Favre-Replikation: Pilotversuch (Ergebnisse) (Allgemein)

H. Lamarr @, München, Sonntag, 24.07.2011, 22:04 (vor 4862 Tagen) @ H. Lamarr

Morgen, Sonntag, werden wir, wenn nichts dazwischen kommt, probehalber das Experiment von Daniel Favre nachstellen.

Der Versuch wurde mit kleineren Abweichungen so durchgeführt wie geplant.

Das Handy konnte nicht in den Bienenstock (Bienenkasten) hinein gelegt werden, da dort die Rahmen mit den Bienenwaben keinen Platz dafür lassen. Favre legte sein Handy deshalb direkt oberhalb der Rahmen in den Bienenstock, wir platzierten es auf der Unterseite des Bienenkastens. In beiden Fällen (oben/unten) beträgt der Mindestabstand zwischen Bienen und Handy-Antenne etwa 3 bis 5 cm.

Details zum Versuchsaufbau

Ein Test des Diktiergeräts verlief erfolgreich, das Summen der Bienen war in der Probeaufzeichnung gut zu hören. Dann nahmen wir das Handy und den Funkmessplatz in Betrieb und jetzt wurde es spannend: Bucht das Handy problemlos auf den Messplatz ein? Ja, es buchte! Wir dirigierten das Handy also wie geplant auf 2 W Ausgangsleistung und schoben es unter den Bienenkasten bis zur Mitte seiner Grundfläche. Den Platz dafür schufen zwei ca. 3 cm dicke Holzleisten, auf denen der Bienenkasten ruhte. Dies war nötig, da das Testhandy (Siemens S4) mit 3 cm Dicke noch ziemlich klobig ist. Das Diktiergerät wurde einige Zentimeter neben dem Bienenkasten untergebracht, dies war möglich, weil via Kabel ein kleines externes Mikrofon angeschlossen war (Krawattenmikrofon) das ebenfalls mittig unterhalb des Bienenkastens angebracht wurde. Der Boden des Bienenkastens (unterhalb der Rahmen mit den Waben) ist akustisch offen und nur mit einem feinen Gitter verschlossen.

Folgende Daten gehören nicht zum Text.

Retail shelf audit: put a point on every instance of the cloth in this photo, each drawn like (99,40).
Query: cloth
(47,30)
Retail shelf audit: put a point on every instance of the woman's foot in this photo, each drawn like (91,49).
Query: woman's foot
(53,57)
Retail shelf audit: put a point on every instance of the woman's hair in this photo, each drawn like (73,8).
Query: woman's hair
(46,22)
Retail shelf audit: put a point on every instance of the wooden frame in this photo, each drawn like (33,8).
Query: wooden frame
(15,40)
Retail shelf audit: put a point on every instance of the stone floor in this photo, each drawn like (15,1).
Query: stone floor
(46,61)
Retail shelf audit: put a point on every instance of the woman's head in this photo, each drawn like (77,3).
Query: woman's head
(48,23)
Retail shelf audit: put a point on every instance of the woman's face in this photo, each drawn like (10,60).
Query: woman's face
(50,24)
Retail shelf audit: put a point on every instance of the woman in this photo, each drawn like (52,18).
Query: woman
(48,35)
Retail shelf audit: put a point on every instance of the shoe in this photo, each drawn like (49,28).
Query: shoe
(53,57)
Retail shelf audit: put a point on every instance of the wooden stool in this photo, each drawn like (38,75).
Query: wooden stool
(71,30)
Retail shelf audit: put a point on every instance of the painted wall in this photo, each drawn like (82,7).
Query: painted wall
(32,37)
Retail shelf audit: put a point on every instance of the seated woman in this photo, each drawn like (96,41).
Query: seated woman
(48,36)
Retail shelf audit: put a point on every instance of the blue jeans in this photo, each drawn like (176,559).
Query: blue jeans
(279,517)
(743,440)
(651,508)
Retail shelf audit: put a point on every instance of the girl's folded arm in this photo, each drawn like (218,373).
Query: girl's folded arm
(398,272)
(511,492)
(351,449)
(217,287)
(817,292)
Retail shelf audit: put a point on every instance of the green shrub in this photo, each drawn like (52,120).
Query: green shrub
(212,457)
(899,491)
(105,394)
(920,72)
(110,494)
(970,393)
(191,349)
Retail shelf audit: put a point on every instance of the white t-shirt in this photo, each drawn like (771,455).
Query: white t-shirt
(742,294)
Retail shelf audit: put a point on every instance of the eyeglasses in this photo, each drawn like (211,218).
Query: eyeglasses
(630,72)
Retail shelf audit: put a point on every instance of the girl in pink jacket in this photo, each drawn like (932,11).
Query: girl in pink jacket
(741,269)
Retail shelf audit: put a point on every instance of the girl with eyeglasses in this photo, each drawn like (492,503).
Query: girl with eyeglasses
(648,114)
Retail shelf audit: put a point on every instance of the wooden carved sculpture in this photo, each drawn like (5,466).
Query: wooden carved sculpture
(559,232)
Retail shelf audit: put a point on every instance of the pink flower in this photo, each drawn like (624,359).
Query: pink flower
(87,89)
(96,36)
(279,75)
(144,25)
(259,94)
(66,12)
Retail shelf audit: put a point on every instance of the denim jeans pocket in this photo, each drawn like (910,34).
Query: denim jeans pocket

Der Bienenkasten stand in einem alten Bienenhaus, nur dieser eine Kasten enthielt Bienen, die anderen Kästen waren leer. Es herrschte, so der Imker, ideales Bienenwetter: Lufttemperatur etwa 17 °C, trocken, nur leichter Wind, vor und während des Experiments regnete es nicht. Der Ausflugschlitz für die Bienen war offen, es herrschte reger Betrieb, die Insekten flogen emsig ein und aus.

Handystrahlung mindestens 10'000-mal stärker

Der Versuch begann um 14:40 Uhr und dauerte 1:45 Stunden. Sobald das Handy strahlte und das Diktiergerät aufzeichnete verließen wir das Bienenhaus und machten im Freien etwa 2 Meter vom Ausflugschlitz entfernt eine Breitbandmessung: Der Messwert war mit 2 bis 5 mW/m² unerwartet hoch. Der etwa 800 Meter entfernte Mobilfunk-Standort konnte es nicht sein, blieb nur das Handy im Bienenkasten als Erklärung. Und die war richtig. Denn nachdem das Handy später abgeschaltet war, konnten wir nur noch 2 µW/m² messen (alles Peak-Werte). Die Bienen wurden durch das Handy bereits in 2 m Abstand etwa 1000-mal stärker befeldet als durch die normale Feldsituation vor Ort. Im Bienenstock dürfte die Befeldung infolge Handy mindestens 10'000-mal stärker als normal gewesen sein.

Nach 45 Minuten: Imker hört Veränderung im Summen!

Nach ca. 45 Minuten machte der Imker eine akustische Kontrolle, ob sich das Summen der Bienen gegenüber dem Startzeitpunkt verändert hätte. Ja, sagte er, die Bienen summen jetzt anders! Ich kann dies nicht bestätigen, für mich klang das Summen unverändert, aber ich bin auch kein Bienenfachmann.

Nach 1:03 Stunden stoppten wir die Befeldung und warteten, ob sich das Summen der Bienen innerhalb von 3 Minuten auf "normal" veränderte. Dies war weder vom Imker noch von mir akustisch zu beobachten, die Bienen summten unverändert weiter. Wir ließen deshalb das Diktiergerät bis 1:45 Stunden weiter laufen, um eine vielleicht verzögert einsetzende Reaktion mit zu bekommen.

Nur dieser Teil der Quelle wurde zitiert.